Qualified MSA/Indemnity Plans With or Without a PPO Option -- Again, these are the most cost competitive programs available and allow freedom of physician choice without the restrictions of managed care. At the moment there are relatively few of these programs available, but as the MSA concept gains wider acceptance, a greater variety of plans will most likely become available.
PPO -- As mentioned earlier, this plan functions mostly like an indemnity plan. The insurer contracts with a preferred provider organization that offers discounts to participating members. The person using the insurance has the option of going in-network and paying a small co-payment for a physician's services, or going out-of-network and having the charges subject to a deductible and co-insurance payments. Generally, the medical costs are approved according to the rules of medical necessity, but some of the newer plans have added other exclusions and pre-certification requirements. These new plans more closely resemble point-of-service plans.

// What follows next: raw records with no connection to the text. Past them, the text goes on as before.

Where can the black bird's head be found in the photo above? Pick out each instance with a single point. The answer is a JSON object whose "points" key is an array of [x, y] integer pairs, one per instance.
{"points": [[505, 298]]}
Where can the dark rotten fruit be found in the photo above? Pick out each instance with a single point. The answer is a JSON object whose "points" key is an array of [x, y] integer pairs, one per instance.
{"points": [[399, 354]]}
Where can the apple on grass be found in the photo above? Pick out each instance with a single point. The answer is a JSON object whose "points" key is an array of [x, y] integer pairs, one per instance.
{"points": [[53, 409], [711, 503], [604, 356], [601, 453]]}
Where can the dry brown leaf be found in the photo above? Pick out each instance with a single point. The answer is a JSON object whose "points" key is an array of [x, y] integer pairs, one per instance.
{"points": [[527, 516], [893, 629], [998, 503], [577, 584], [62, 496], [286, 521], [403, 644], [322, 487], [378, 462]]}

Point-Of-Service/HMO -- These are HMOs with all of the policy and medical decision management restrictions that point-of-service plans carry with them. They offer an out-of-network benefit that appears to be like an indemnity plan but there are many restrictions and pre-approvals necessary, especially when using out-of-network physicians. These plans tend not to use medical necessity as a guideline like an indemnity plan, but rather have pre-determined limitations on coverage.

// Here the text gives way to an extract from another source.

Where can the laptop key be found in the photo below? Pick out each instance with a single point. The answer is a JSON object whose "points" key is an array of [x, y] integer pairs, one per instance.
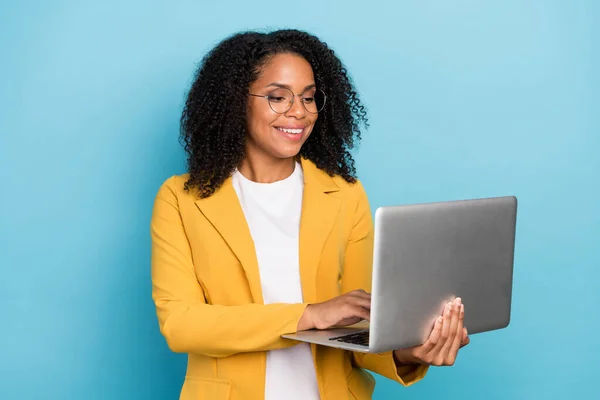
{"points": [[360, 338]]}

4. Large Group (more than 50 employees)
If you work for a company with more than 50 employees, you are considered part of a large group, and probably have the greatest choice of health plans at the lowest possible costs. Your employer can contract for straight indemnity insurance, PPO, Point-Of-Service and HMO plans. Large employers also often allow employees to choose among different types of plans that require various levels of employee cost sharing. In large companies, indemnity plans may be expensive, but they are an extremely good value (in terms of the quality and quantity of care offered for the price) when compared to the cost of lesser plans available to individuals or members of small groups.
The MSA/High-Deductible Indemnity Insurance option is not available to the employees of large corporations. Hundreds of US companies, however, have approximated it by creating high-deductible indemnity policies tied to medical reimbursement plans that give employees year-end bonuses if they do not deplete the funds in their individual medical reimbursement accounts.

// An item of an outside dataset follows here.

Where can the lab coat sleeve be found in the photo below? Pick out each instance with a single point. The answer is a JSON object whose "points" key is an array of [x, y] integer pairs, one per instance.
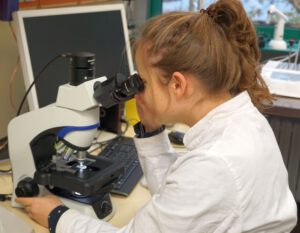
{"points": [[199, 196], [156, 155]]}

5. Self-funded Plans: An Important Option for the Large Employer
The self-funding option gives employers the flexibility to design plans which fit the needs of various groups of employees, particularly those that want maximum freedom of choice and quality of medical services with a minimum of third-party interference. Self-insured plans are not subject to state mandates. This alone can save 15-20% on premiums. In addition, if the employer has offices in several states, a self-funded plan will eliminate multiple compliance issues and standardize benefits. Self-funded plans work on the same principle as an MSA. The policies have two components: the high-deductible indemnity insurance and the portion that funds the first-dollar coverage. The employer determines the risk it is willing to assume with regard to individual employees, and the aggregate risk for the total group. For costs above those amounts, the firm buys umbrella insurance, which because of its high deductible, tends to be inexpensive.
6. Flexible Benefit Plans
Individuals in many companies have the opportunity to place pre-tax salary dollars (ie, wages) into accounts that they can use for various expenses, including health care. The individual does not pay income tax on money in these plans, but if funds are not used by the end of the year they are forfeited. If you are in a highly restrictive HMO or PPO, this may be your best and least expensive way of financing out-of-network coverage.